Da mucha pena decirlo, pero la última elección se definió por promesas de campaña mediocres, tales como: la vuelta del asado, fútbol “gratis”, tarifas congeladas y heladeras llenas. Si todo eso no aporta real dimensión de la mediocridad en la que se encuentra sumido el país, nada más lo hará. Habiendo expuesto algunas verdades difíciles de aceptar, es momento de explicar porque Mauricio Macri era la opción menos dañina que debía haberse elegido en 2019.
- Poco Poder e Influencia Política. Si bien esto puede padecer un aspecto negativo para cualquier gobierno, en Argentina resulta todo lo contrario. El peronismo basa su poder en el control casi absoluto de sindicatos, gremios, agrupaciones sociales, mayoría en el Poder Legislativo y fuertes lazos con la Iglesia y sectores empresariales. Dicho predominio le permite prescindir de aspectos como, por ejemplo: transparencia en la gestión, manejándose casi con autoritarismo, sin rendir cuentas por ello. En cambio, un gobierno con menor nivel de poder se encuentra obligado a recurrir a la responsabilidad de rendir cuentas por sus actos y transparentar su gestión.

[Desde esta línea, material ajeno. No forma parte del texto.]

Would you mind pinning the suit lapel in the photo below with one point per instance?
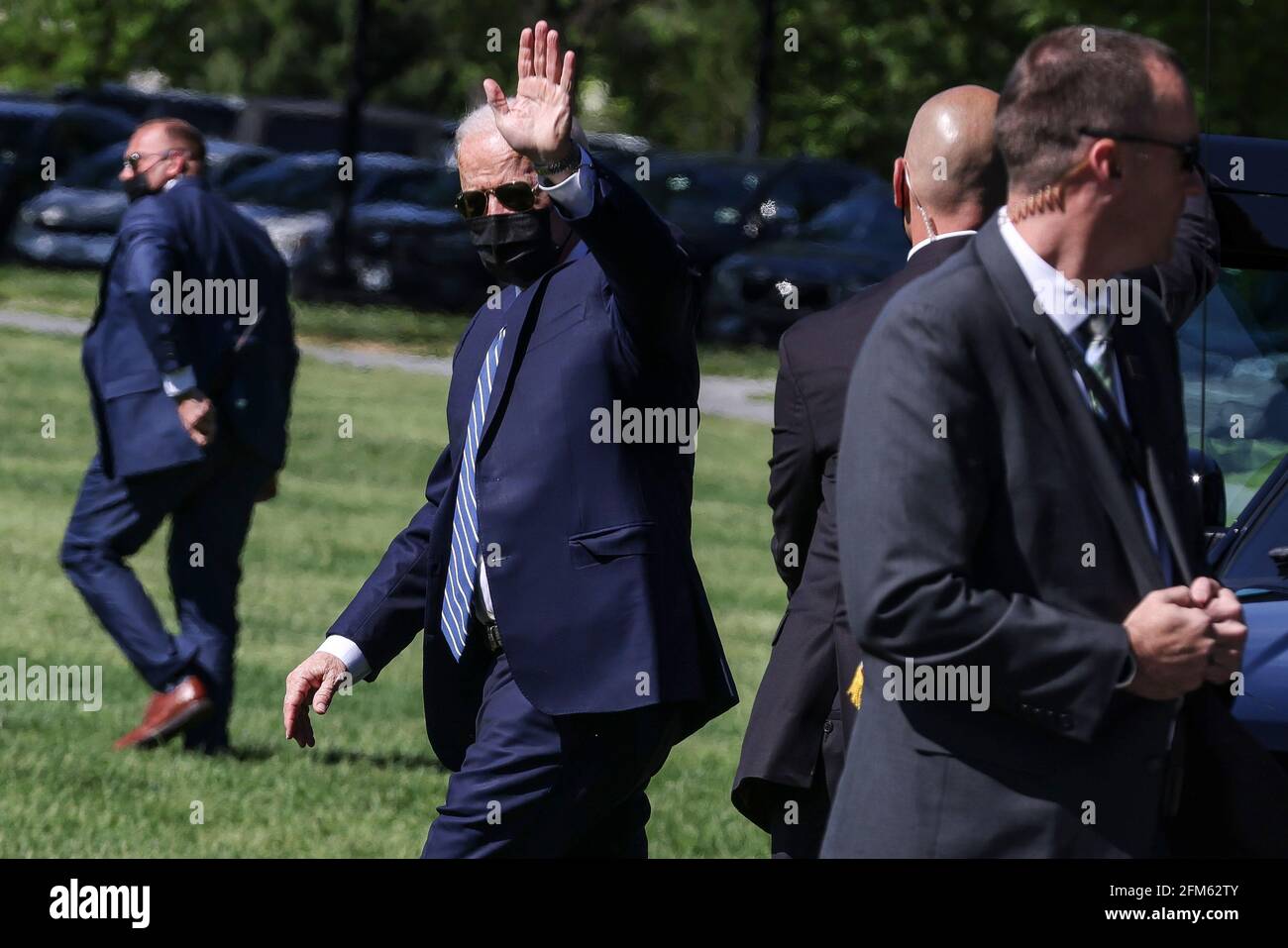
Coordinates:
(1144, 381)
(103, 277)
(519, 321)
(1067, 410)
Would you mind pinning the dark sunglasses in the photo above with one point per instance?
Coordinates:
(518, 196)
(133, 158)
(1189, 151)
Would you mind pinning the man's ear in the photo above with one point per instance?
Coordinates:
(900, 184)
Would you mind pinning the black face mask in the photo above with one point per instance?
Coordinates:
(137, 187)
(515, 248)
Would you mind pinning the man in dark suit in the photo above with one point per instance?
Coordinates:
(795, 742)
(568, 640)
(189, 361)
(1018, 532)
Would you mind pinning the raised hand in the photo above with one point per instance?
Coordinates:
(539, 123)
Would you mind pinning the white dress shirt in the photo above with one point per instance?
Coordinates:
(572, 200)
(918, 245)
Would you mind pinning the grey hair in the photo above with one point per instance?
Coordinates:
(480, 121)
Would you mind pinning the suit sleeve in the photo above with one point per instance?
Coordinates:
(389, 609)
(913, 504)
(649, 277)
(1183, 281)
(795, 492)
(150, 253)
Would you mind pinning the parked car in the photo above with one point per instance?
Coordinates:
(410, 245)
(1234, 361)
(73, 223)
(294, 196)
(407, 244)
(313, 125)
(215, 116)
(756, 294)
(43, 142)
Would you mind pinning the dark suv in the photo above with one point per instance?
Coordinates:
(1234, 360)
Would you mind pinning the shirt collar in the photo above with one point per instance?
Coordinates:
(918, 245)
(1044, 279)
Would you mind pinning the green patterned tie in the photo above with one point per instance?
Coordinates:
(1094, 337)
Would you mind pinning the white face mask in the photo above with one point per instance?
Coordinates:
(925, 218)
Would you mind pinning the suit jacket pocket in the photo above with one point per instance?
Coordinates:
(610, 543)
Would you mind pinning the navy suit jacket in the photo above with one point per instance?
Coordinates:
(191, 231)
(592, 581)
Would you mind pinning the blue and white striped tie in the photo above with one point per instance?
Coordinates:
(463, 569)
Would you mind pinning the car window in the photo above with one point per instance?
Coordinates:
(99, 170)
(1249, 563)
(224, 172)
(426, 188)
(16, 132)
(1234, 363)
(296, 185)
(700, 196)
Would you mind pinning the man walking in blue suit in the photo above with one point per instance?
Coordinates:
(189, 361)
(568, 640)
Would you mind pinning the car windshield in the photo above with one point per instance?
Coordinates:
(426, 187)
(14, 132)
(863, 217)
(698, 196)
(300, 185)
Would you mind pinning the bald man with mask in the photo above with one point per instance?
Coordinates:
(945, 181)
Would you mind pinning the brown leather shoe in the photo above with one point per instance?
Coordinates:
(168, 712)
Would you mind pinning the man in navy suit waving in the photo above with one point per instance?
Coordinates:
(189, 361)
(568, 640)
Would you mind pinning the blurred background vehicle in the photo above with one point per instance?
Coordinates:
(42, 142)
(758, 292)
(1234, 363)
(215, 115)
(75, 222)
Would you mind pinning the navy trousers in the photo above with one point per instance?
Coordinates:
(209, 505)
(544, 788)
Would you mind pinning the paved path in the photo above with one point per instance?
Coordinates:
(728, 397)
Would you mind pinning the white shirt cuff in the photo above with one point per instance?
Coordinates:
(176, 382)
(571, 196)
(348, 652)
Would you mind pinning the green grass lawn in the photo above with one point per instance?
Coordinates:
(72, 292)
(372, 785)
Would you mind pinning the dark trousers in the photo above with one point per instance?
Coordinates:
(798, 833)
(539, 786)
(209, 505)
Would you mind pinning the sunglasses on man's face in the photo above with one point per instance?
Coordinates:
(1189, 151)
(133, 158)
(518, 196)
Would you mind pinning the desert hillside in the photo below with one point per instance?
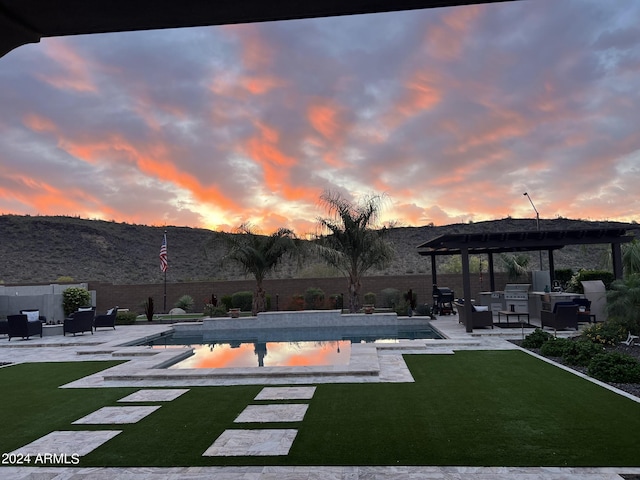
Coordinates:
(40, 249)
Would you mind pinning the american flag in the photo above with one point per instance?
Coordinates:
(163, 255)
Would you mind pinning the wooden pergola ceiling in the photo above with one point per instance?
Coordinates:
(27, 21)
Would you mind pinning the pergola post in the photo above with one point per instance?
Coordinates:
(466, 287)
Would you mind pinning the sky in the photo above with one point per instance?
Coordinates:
(450, 113)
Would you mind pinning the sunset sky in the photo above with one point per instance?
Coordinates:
(451, 112)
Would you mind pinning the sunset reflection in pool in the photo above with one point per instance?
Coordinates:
(275, 354)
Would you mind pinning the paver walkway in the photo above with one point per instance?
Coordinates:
(389, 367)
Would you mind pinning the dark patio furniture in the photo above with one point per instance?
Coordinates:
(19, 326)
(479, 319)
(79, 322)
(42, 318)
(4, 327)
(442, 300)
(106, 320)
(562, 316)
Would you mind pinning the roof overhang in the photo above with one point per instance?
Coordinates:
(27, 21)
(523, 241)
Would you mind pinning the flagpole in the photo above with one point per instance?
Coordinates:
(165, 280)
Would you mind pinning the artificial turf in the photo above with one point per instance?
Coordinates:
(479, 408)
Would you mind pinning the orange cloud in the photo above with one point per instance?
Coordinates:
(38, 123)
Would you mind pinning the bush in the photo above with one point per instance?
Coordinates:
(185, 302)
(313, 298)
(336, 300)
(390, 298)
(580, 352)
(554, 347)
(242, 300)
(126, 318)
(607, 333)
(615, 367)
(370, 298)
(296, 302)
(536, 339)
(74, 297)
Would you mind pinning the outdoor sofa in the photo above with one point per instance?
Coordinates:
(20, 326)
(80, 321)
(564, 315)
(106, 320)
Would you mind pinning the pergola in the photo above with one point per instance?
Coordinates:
(466, 244)
(27, 21)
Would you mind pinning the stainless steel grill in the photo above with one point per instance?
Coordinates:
(516, 297)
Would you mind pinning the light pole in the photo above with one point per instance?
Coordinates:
(537, 222)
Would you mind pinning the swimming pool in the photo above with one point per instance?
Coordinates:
(275, 347)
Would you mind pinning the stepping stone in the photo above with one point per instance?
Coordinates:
(68, 442)
(286, 393)
(155, 395)
(111, 415)
(272, 413)
(237, 443)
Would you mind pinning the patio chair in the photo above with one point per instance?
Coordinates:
(79, 322)
(562, 316)
(478, 318)
(106, 320)
(631, 340)
(20, 326)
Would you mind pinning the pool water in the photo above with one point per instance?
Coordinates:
(283, 347)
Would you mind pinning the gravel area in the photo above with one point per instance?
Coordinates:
(634, 351)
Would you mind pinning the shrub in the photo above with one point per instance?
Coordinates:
(185, 302)
(313, 298)
(242, 300)
(336, 300)
(74, 297)
(554, 347)
(296, 302)
(580, 352)
(126, 318)
(615, 367)
(390, 298)
(536, 339)
(606, 333)
(370, 298)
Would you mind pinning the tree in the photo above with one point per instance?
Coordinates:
(258, 255)
(631, 258)
(516, 264)
(352, 244)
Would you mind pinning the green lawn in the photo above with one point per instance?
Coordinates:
(502, 408)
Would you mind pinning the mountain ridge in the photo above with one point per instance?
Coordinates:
(47, 249)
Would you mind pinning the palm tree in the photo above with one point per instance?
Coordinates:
(352, 244)
(258, 255)
(631, 258)
(515, 264)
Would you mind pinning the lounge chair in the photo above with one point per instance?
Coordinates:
(79, 322)
(20, 326)
(562, 316)
(106, 320)
(478, 319)
(631, 340)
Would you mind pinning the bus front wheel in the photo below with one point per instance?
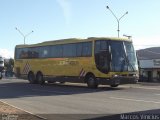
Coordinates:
(40, 79)
(91, 81)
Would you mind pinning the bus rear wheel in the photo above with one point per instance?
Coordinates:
(31, 78)
(92, 82)
(40, 79)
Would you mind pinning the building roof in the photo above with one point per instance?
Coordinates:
(149, 53)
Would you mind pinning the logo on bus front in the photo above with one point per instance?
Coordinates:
(26, 68)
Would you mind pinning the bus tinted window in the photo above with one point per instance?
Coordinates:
(44, 51)
(87, 49)
(69, 50)
(79, 50)
(56, 51)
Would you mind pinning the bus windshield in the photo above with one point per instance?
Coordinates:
(123, 57)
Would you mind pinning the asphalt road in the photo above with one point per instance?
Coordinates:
(76, 101)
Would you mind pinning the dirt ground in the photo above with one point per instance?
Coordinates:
(10, 113)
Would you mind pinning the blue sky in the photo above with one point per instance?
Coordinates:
(58, 19)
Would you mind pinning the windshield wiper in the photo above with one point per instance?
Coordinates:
(129, 64)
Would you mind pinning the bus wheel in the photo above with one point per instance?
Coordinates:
(116, 85)
(31, 78)
(40, 79)
(92, 82)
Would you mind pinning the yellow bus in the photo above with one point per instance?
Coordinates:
(108, 61)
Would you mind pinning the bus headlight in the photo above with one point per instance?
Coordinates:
(114, 76)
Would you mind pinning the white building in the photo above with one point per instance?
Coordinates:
(149, 64)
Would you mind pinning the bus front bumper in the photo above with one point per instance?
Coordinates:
(118, 80)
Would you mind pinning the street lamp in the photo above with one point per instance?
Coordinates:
(118, 19)
(24, 36)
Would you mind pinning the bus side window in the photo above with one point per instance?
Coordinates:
(101, 56)
(87, 49)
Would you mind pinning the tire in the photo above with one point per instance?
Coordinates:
(40, 79)
(31, 78)
(92, 82)
(114, 85)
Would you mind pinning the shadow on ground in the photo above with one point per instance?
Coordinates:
(16, 89)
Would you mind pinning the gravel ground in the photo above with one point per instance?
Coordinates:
(10, 113)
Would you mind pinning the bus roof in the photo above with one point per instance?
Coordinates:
(71, 40)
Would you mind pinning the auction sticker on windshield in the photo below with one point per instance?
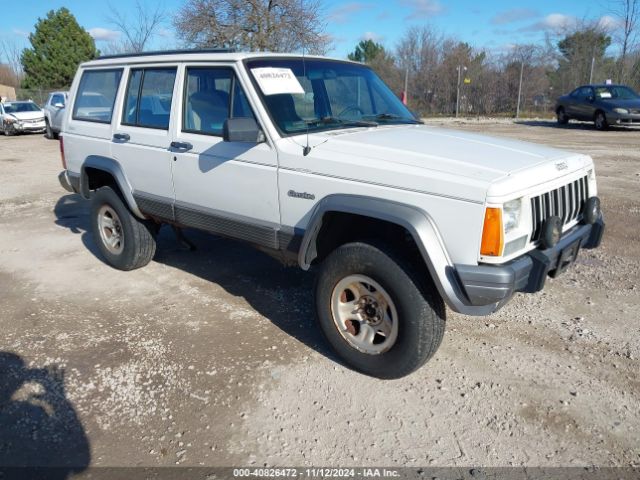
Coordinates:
(274, 81)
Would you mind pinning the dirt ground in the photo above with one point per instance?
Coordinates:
(213, 358)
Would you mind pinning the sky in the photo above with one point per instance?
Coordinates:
(495, 25)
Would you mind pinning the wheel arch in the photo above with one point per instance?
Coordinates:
(418, 223)
(98, 171)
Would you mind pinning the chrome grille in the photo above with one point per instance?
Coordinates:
(567, 202)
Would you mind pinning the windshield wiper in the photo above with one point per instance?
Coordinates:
(340, 121)
(393, 116)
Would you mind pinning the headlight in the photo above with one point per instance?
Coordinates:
(511, 215)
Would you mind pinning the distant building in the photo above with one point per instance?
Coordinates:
(7, 93)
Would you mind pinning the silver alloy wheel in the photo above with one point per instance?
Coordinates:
(364, 314)
(110, 229)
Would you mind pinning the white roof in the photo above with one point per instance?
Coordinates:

- Problemas Estructurales y Tiempo. Las preocupantes problemáticas sociales y económicas que padece Argentina no se pueden resolver en 4 años, durante una sola gestión presidencial. Mínimamente, se requiere una década para llevar adelante un plan que permita comenzar a resolver paulatinamente las falencias existentes. Es decir, se precisarían tres mandatos presidenciales consecutivos para lograr resultados iniciales. Curiosamente, aquellos que entienden sobre planificación y ejecución de proyectos, nunca explican esto. Exigir soluciones de fondo a un solo gobierno resulta utópico. Mucho más, si se tiene en cuenta que no hubo un nivel de exigencia similar con procesos anteriores que gobernaron durante una década, o más tiempo.
- Poco reconocimiento a resultados óptimos, ajenos a lo económico. Si bien la Economía fue un problema durante el macrismo – sabiendo que tampoco habia heredado un país próspero y pujante – , es posible destacar resultados en otras materias: seguridad, lucha contra el narcotráfico, modernización del Estado, Obra Pública (sin escándalos de corrupción, en comparación al menemismo o kirchnerismo), mejora en la transferencia de recursos coparticipables para las provincias, etc. Hoy, a poco más de 8 meses desde el cambio de gobierno, nada de eso sigue vigente. Sumado a la crisis económica latente.
Un vez más, en 2019, el relato político pudo más que las verdades. Tal vez, sea porque el primero ofrece un endulzamiento argumental atractivo e irresistible, algo que el segundo se muestra impotente de convidar. Lo cierto es que ningún país crece y se desarrolla a base de relatos y mentiras. Mucho menos, descartando recurrir a la verdad para conocer los motivos reales que propician sus problemáticas irresueltas. Mientras la sociedad argentina siga eligiendo creer en narrativas irreales, antes que en argumentos sinceros (sin importar cuan dolorosa e incómoda pudiera ser la verdad que esos hechos pudieran aportar), continuará equivocando su rumbo, una y otra vez. Esto, inevitablemente, lleva a formular una pregunta pertinente: ¿hasta cuándo?